Plimack Mangold was born Sylvia Plimack in New York City, to a family of Jewish background. She is the daughter of Ethel (Rein), an office administrator, and Maurice Plimack, an accountant and businessman. She grew up in Queens, and attended the High School of Music and Art in Manhattan, after high school she was accepted into the program at Cooper Union in 1956. She continued her studies at Yale University and graduated with a B.F.A. in 1961. In the same year she married Yale classmate and fellow painter Robert Mangold.
After studying at Yale with William Bailey and others, Plimack Mangold worked as a representational painter. Her paintings in the early 1960s were paintings of floors, walls and corners, compositions where mirror images were also introduced, making the space more complex. In the 1970s she added trompe-l'œil elements such as metal rulers and masking tape along the borders of the images.
In the 1980s she introduced the images of the landscape to the canvas affixed by the image of masking tape. Eventually, the landscape image filled the entire canvas and focused on individual trees, their branches cropped so as to create the spaces between the limbs and branches of the trees. All the landscape paintings are done from observation. Even as the subject matter of Plimack Mangold's paintings has shifted, her work has always been based in perceptual realism, inviting viewers to observe from up close and mirroring her own process of observation.

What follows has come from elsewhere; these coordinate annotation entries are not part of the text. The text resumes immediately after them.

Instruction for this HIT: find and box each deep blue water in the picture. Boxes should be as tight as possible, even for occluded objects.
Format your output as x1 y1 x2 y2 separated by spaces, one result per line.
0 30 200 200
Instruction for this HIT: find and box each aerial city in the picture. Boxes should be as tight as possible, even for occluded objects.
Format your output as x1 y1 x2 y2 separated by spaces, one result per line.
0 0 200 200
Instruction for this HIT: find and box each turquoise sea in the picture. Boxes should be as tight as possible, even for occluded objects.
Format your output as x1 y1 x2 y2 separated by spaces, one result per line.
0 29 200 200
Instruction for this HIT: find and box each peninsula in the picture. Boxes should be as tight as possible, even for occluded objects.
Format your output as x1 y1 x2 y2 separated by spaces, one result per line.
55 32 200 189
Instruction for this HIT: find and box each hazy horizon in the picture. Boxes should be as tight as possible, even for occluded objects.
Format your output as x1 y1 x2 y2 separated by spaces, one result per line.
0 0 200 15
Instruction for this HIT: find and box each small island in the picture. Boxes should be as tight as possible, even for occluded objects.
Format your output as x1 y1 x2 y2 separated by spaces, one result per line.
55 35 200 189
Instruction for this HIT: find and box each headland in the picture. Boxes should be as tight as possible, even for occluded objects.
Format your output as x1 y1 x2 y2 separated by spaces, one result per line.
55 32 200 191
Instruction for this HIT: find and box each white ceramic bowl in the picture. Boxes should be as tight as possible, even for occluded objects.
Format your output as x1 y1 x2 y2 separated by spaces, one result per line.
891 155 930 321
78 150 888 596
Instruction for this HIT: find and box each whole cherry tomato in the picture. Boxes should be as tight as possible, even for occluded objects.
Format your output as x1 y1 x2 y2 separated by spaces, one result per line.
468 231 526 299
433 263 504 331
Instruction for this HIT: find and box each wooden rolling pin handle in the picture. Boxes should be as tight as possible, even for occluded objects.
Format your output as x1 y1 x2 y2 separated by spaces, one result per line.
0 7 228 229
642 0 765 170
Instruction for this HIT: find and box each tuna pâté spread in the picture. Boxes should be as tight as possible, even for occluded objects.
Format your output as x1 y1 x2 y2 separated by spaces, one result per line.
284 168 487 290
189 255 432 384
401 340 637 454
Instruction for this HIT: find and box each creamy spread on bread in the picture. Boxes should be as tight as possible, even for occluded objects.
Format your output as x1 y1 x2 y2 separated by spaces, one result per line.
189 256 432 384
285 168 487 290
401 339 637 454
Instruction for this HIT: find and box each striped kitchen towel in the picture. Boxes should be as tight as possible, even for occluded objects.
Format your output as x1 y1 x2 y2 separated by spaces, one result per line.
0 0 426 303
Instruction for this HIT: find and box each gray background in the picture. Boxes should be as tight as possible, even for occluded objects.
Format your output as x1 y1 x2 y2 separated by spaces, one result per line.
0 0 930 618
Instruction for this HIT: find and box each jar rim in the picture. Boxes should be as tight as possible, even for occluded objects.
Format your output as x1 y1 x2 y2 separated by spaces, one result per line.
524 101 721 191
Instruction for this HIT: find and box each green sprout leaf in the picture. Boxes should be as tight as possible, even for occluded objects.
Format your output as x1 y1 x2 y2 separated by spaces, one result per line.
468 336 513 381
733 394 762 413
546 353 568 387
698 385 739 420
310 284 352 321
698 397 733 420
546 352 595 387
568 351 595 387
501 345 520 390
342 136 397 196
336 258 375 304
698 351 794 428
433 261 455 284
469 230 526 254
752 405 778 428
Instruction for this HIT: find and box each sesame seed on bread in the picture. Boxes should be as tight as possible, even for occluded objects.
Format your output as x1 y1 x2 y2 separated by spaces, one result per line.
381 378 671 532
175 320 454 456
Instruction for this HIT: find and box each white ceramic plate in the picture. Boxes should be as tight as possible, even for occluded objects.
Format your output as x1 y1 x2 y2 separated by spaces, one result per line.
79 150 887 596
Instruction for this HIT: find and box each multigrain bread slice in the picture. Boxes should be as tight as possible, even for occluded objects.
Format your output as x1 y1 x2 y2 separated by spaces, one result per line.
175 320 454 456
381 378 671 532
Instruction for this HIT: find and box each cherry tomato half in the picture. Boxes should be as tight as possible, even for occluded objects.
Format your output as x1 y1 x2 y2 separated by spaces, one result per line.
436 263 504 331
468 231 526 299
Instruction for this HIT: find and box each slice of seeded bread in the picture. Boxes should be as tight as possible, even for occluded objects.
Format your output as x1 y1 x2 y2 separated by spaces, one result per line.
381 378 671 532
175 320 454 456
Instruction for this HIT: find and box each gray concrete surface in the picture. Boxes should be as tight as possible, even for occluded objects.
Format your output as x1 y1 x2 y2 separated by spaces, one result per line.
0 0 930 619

Mangold received a grant from the National Endowment for the Arts in 1975. Her work has been the subject of solo exhibitions at the Museum of Fine Arts, Boston, the Neuberger Museum of Art at the State University of New York at Purchase, the Albright-Knox Art Gallery, and the Wadsworth Atheneum in Hartford, Connecticut, and is represented in the aforementioned museums in Boston, Hartford, and the Brooklyn Museum of Art.